Virginia Woolf meets Sigmund Freud

Canvas Issue 18 by Julia Briggs

photoThe following is an edited version of the talk given by Julia Briggs at the Charleston Festival in 2006.

My title suggests that old-fashioned game of ‘Consequences’ we used to play as children:

Virginia Woolf met Sigmund Freud on: The 28th of January 1939 at 20 Maresfield Gardens. She said to him: We have often felt guilty – if we had failed to win the Great War, perhaps Hitler would not have been. He said to her: It would have been infinitely worse if you had not won the war. She gave him: Her close attention. He gave her: A narcissus. And the consequence was: She finally read his work. And the whole world said…but no doubt the whole world had other things to worry about in January 1939.

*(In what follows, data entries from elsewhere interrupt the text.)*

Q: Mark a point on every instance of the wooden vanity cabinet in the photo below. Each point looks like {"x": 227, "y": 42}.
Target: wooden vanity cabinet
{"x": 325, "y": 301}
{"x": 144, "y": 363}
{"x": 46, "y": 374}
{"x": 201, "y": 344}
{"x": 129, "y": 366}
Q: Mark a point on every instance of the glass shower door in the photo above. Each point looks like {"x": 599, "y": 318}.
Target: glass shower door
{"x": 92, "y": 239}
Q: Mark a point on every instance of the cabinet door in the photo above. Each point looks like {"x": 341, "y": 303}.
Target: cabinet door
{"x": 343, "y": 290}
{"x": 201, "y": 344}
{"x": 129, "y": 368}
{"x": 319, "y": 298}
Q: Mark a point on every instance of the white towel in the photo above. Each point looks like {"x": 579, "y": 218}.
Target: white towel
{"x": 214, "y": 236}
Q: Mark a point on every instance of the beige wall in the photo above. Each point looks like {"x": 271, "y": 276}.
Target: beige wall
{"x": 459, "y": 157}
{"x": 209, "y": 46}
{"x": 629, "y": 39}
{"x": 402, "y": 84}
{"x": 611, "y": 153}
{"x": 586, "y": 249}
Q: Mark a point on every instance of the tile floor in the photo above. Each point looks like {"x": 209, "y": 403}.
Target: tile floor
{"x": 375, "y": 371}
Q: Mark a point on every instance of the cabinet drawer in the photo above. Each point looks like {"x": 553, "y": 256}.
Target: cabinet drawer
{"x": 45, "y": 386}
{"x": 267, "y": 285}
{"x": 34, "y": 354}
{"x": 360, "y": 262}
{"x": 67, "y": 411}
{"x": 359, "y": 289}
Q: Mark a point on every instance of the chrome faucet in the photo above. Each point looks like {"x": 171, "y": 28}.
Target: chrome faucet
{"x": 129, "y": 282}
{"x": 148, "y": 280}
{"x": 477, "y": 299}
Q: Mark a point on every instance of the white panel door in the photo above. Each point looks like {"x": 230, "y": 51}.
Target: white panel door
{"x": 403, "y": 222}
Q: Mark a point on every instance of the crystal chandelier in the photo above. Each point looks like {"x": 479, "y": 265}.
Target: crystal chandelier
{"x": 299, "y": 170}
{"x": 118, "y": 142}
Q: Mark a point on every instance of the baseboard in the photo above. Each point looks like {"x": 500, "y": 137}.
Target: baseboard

photoSigmund Freud was born on 6 May 1856. Virginia Woolf, born almost a quarter of a century later in 1882, grew up in a world that had not yet changed unrecognisably, and both would draw on their memories of life in nineteenth-century, educated, middle-class, patriarchal families as a way of understanding themselves and their society. But they were also divided — not only by that crucial quarter of a century but also by sexual difference, so that the opportunities available to them were very different, and as a result they held substantially different views. For Freud patriarchy constituted an optimal order, so that the coming of the Second World War was symptomatic of its breakdown; for Woolf, patriarchy was a dangerous system in which the tyrannical father corresponded to the tyrannical ruler: it contributed to wars and had to be left behind. Despite substantial and irreconcilable differences, Freud and Woolf shared many values and some experiences; they belonged to and were the products of the same cultural moment.

Freud’s ideas were experienced as a threat by the novelists who grew up under his shadow, but in particular by Woolf and James Joyce. Both had to find a way of responding to theories that influenced how they represented their characters’ thoughts (at a time when the novel was increasingly concerned with such thoughts); and his theories also interrogated the nature of their creative powers. Both Woolf and Joyce actively resisted the threat that Freud seemed to pose – a resistance that Freud would have predicted.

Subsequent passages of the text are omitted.